AstraZeneca is presenting a broad package of new clinical and real-world data for Saphnelo (anifrolumab) at EULAR 2026, reinforcing its long-term efficacy profile in systemic lupus erythematosus (SLE), with a focus on sustained remission, glucocorticoid (GC) reduction and potential organ protection.

The data spans post-hoc analyses, long-term extensions and observational studies, collectively aimed at strengthening the case for anifrolumab as a disease-modifying therapy in a condition where durable remission remains difficult to achieve.

Systemic lupus erythematosus affects an estimated 3.4 million people worldwide, yet fewer than 10% of patients are currently able to achieve remission, according to estimates cited by the company. The disease is characterised by chronic inflammation affecting multiple organ systems and is often managed with long-term immunosuppression, including corticosteroids.

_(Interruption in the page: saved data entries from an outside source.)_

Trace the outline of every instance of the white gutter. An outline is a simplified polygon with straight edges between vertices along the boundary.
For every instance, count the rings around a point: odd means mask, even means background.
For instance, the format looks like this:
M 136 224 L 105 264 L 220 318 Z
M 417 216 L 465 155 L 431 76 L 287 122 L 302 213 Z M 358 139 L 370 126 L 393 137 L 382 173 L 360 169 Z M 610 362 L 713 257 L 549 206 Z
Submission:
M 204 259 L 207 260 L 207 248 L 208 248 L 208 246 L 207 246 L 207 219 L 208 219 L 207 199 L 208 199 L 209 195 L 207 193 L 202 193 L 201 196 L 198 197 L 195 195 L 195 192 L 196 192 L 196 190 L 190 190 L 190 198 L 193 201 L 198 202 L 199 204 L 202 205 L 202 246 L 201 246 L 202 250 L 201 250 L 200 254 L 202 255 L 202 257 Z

Among the key datasets being presented is ASTER, which evaluates sustained remission over a 12-month period. AstraZeneca said the findings show higher rates of DORIS-defined remission alongside a lower incidence of serious adverse events compared with earlier clinical trial reports.

The LASER extension study provides up to four years of follow-up data, which the company said supports a sustained organ-protective effect and reinforces the long-term use of anifrolumab in patients with SLE.

Additional analyses from the TULIP-SC programme suggest that anifrolumab may support broader disease control across multiple organ systems, while also reducing dependence on glucocorticoids and improving quality of life measures. These findings are based on post-hoc analyses of clinical trial data.

Real-world evidence is also being presented at EULAR 2026. The MAGNOLIA observational study, which links claims and laboratory data, suggests improvements in renal, hematologic and immunologic parameters following initiation of anifrolumab in treated patients.

Similarly, the AZAHAR study, conducted across 20 centres in Spain, reports reductions in disease activity and flare frequency in routine clinical practice, alongside achievement of clinical remission at 6 and 12 months. The company said these findings support the role of anifrolumab in treat-to-target strategies for SLE.

Further data from AZALEA and LILAC highlight reductions in glucocorticoid use in Asian patient populations, contributing to the broader evidence base in historically underrepresented groups.

While the dataset package spans multiple study designs, including observational and post-hoc analyses, the overall direction is consistent: sustained disease control, reduced steroid burden and longer-term management of SLE.

However, most of the new analyses are not head-to-head comparative studies, and the findings are not designed to demonstrate superiority over other biologic therapies in SLE. Instead, they add to an evolving evidence base supporting long-term use of anifrolumab in routine care settings.

AstraZeneca said the data reinforce its goal of moving SLE treatment beyond short-term symptom control towards durable remission and improved long-term outcomes for patients.